Recipe by VNess
Tasty, simple, and really not too bad for ya (even if you opt for the full-fat cheese and breadcrumb crust)
Top Review by Princess Tomato
I'm not going to rate this with stars, because I had to change the recipe (leaving out two ingredients), so I don't think it's fair. I'll just leave some comments instead. I really didn't care for this. Something in the herbed cheese was REALLY strong and overpowered it. I don't think it was the garlic...maybe the chives? Of course, it could have been using fat-free cheese. Trying to cut calories and fat, so I've been subbing lately, but not yet used to it. I also had to leave off the walnuts (allergy) and didn't have basil leaves or spinach leaves. I did like the crust, and I think it's just a personal preference. I might try it again and use regular cream cheese and leave out the parsley and chives.
- 1 lb skinless chicken breast half (1/2-pound each)
- fresh basil leaf (or other green, beet green, swiss chard, spinach)
- 2 tablespoons finely chopped toasted walnuts
- 2 1⁄2 ounces fat free cream cheese, softened
- 1 garlic clove, minced
- 3 teaspoons fresh parsley, minced
- 3 teaspoons fresh chives, minced
- 1 pinch cayenne
- 1⁄4 teaspoon freshly cracked black peppercorns
- 1 pinch salt
Directions See How It's Made
- Preheat oven to 350°F Put each chicken breast half between two layers of plastic wrap, on a chopping board, and use a meat mallet to pound until 1/4-inch thick.
- Dip each basil (or other bitter green) leaf in boiling water, drain and set aside.
- Mixing together the Herbed Cheese ingredients mentioned above. Mix the walnuts into the cheese mixture, set aside.
- Lay the chicken breasts flat, season each side with salt and pepper. Spread the cheese-walnut mixture over each breast, covering the surface of the breasts. Layer on the basil leaves. Starting at the shortest end of the chicken breast, roll up as tightly as possible and tuck in the ends to form a neat roll. Secure each breast with 2 toothpicks.

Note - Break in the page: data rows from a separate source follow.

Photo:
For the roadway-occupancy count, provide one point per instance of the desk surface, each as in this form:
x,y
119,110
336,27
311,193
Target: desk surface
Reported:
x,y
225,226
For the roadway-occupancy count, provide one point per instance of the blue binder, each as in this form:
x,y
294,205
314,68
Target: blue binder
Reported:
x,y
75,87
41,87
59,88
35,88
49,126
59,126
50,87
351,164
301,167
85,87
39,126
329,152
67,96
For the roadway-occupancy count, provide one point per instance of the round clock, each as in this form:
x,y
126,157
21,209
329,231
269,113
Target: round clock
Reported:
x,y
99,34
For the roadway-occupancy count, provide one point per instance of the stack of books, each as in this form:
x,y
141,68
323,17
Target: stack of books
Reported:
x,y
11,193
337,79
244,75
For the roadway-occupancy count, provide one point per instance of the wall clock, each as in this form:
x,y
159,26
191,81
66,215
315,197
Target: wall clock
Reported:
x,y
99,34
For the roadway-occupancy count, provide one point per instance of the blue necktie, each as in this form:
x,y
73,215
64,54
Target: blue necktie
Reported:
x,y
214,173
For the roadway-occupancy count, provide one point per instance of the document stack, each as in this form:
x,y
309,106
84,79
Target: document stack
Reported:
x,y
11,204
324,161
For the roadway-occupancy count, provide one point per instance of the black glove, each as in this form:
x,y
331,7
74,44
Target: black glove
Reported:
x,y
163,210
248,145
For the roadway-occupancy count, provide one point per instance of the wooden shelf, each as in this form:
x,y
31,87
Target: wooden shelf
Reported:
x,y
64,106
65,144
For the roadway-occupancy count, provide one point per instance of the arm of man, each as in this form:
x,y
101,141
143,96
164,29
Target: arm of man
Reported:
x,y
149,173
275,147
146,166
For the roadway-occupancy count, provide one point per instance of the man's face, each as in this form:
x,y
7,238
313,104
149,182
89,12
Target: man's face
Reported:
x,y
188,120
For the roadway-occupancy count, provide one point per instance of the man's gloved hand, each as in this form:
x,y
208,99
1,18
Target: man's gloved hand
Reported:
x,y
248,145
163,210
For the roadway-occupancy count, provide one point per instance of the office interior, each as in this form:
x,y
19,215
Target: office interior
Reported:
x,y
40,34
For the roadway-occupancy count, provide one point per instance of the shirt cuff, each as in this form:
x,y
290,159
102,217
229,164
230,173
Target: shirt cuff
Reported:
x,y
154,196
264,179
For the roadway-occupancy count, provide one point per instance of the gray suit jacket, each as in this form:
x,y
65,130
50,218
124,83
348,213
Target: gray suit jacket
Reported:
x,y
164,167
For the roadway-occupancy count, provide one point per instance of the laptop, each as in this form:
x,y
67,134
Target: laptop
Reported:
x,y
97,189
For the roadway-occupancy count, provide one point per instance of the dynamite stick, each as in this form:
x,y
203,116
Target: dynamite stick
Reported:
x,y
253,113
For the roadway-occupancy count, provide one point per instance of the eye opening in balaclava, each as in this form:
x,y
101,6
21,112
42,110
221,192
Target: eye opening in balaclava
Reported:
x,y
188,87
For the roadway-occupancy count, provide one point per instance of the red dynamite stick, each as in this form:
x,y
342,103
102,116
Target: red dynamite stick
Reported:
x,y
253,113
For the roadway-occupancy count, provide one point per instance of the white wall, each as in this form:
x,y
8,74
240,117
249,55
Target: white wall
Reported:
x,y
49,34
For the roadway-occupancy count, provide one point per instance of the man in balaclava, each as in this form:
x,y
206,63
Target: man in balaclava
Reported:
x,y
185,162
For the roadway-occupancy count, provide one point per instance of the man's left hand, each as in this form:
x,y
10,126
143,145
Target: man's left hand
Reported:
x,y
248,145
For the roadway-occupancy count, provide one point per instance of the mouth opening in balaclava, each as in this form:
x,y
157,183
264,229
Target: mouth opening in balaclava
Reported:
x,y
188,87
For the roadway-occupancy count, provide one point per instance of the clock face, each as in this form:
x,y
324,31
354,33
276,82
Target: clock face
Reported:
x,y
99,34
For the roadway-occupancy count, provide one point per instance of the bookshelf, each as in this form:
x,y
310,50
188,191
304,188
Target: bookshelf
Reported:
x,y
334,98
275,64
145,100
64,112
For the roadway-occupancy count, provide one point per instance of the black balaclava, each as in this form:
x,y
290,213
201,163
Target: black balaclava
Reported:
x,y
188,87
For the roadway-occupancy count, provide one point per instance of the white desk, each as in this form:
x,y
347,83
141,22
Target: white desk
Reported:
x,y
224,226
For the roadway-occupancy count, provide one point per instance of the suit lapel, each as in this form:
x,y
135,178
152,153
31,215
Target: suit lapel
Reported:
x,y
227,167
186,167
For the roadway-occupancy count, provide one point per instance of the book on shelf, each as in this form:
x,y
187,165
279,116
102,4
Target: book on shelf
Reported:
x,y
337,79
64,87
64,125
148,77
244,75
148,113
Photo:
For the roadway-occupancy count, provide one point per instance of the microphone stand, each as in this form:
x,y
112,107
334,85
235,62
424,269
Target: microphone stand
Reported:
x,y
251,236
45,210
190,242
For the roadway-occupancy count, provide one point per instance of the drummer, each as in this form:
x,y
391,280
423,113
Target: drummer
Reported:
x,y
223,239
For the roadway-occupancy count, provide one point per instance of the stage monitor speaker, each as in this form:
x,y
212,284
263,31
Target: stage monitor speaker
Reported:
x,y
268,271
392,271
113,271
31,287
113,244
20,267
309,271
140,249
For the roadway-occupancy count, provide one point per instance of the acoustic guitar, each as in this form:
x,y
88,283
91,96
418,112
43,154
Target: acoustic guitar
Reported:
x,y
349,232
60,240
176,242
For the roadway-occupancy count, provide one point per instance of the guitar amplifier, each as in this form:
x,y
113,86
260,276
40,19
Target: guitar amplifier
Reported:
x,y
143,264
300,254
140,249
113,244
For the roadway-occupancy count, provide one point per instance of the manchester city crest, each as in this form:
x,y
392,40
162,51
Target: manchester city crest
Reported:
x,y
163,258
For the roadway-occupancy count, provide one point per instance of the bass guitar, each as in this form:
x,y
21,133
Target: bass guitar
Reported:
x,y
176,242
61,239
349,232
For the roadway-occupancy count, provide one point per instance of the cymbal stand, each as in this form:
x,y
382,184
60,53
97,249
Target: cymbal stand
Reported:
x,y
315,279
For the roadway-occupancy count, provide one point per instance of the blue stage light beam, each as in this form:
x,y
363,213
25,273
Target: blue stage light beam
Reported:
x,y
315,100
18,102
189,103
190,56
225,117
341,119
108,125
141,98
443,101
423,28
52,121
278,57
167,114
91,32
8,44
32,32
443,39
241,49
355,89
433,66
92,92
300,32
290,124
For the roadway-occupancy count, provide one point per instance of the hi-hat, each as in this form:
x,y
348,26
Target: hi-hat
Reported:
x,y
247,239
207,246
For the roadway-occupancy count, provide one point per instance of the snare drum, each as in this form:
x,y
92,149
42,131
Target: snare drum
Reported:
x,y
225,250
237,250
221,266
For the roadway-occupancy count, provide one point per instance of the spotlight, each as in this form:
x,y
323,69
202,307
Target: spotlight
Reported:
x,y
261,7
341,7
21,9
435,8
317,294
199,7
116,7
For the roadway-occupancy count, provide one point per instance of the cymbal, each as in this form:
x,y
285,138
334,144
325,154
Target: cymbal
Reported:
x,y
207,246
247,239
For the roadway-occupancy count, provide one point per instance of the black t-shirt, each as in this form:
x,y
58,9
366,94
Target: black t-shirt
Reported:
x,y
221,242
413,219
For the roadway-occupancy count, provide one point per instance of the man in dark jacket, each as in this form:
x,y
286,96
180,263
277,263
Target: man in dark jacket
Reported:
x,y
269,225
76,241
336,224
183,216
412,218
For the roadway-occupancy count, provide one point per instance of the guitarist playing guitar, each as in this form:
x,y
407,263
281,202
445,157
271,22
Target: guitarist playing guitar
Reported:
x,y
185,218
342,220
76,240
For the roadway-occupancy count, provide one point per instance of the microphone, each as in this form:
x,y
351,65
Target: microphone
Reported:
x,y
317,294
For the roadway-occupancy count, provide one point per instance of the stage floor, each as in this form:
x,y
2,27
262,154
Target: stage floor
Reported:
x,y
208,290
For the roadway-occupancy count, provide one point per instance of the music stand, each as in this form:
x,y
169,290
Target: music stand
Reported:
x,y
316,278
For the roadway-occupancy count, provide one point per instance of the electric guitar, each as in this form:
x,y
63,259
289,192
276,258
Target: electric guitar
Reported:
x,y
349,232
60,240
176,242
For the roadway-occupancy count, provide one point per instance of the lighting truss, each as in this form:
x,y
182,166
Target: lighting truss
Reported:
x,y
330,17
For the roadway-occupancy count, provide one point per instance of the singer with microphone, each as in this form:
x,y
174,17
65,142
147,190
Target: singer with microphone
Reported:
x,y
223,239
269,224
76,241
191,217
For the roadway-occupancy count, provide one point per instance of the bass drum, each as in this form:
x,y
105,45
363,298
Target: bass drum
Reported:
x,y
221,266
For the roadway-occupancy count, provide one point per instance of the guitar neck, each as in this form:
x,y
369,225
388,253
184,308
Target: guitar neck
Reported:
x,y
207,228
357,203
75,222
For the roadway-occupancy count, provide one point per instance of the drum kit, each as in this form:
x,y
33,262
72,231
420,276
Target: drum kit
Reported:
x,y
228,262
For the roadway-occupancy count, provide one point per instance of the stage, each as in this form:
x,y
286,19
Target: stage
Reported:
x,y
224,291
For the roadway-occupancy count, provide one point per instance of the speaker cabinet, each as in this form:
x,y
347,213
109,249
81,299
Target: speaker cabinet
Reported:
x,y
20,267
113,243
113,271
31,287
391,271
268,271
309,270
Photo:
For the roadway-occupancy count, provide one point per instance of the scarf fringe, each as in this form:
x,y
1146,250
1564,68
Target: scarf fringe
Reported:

- If you chose to go for a crust (see ingredients below), put flour, beaten egg, and bread crumbs combined with the Parmesan cheese on to 3 separate flat dishes. Dredge each chicken breast roll first in the flour, then the egg, and finally the Parmesan bread crumbs. (Skip this step if you are going low carb and/or gluten-free). Optional Breadcrumb crust 1/3 cup bread crumbs 3 Tbsp grated Parmesan cheese 1 egg, beaten well Salt & Pepper.
- Transfer chicken breasts to a greased baking dish, seam side down. Bake at 350°F for 40-50 minutes, depending on the size of the breast, until the internal temperature is 165°F, the juices run clear, and the chicken is slightly browned.
- Let rest for 5 minutes before serving.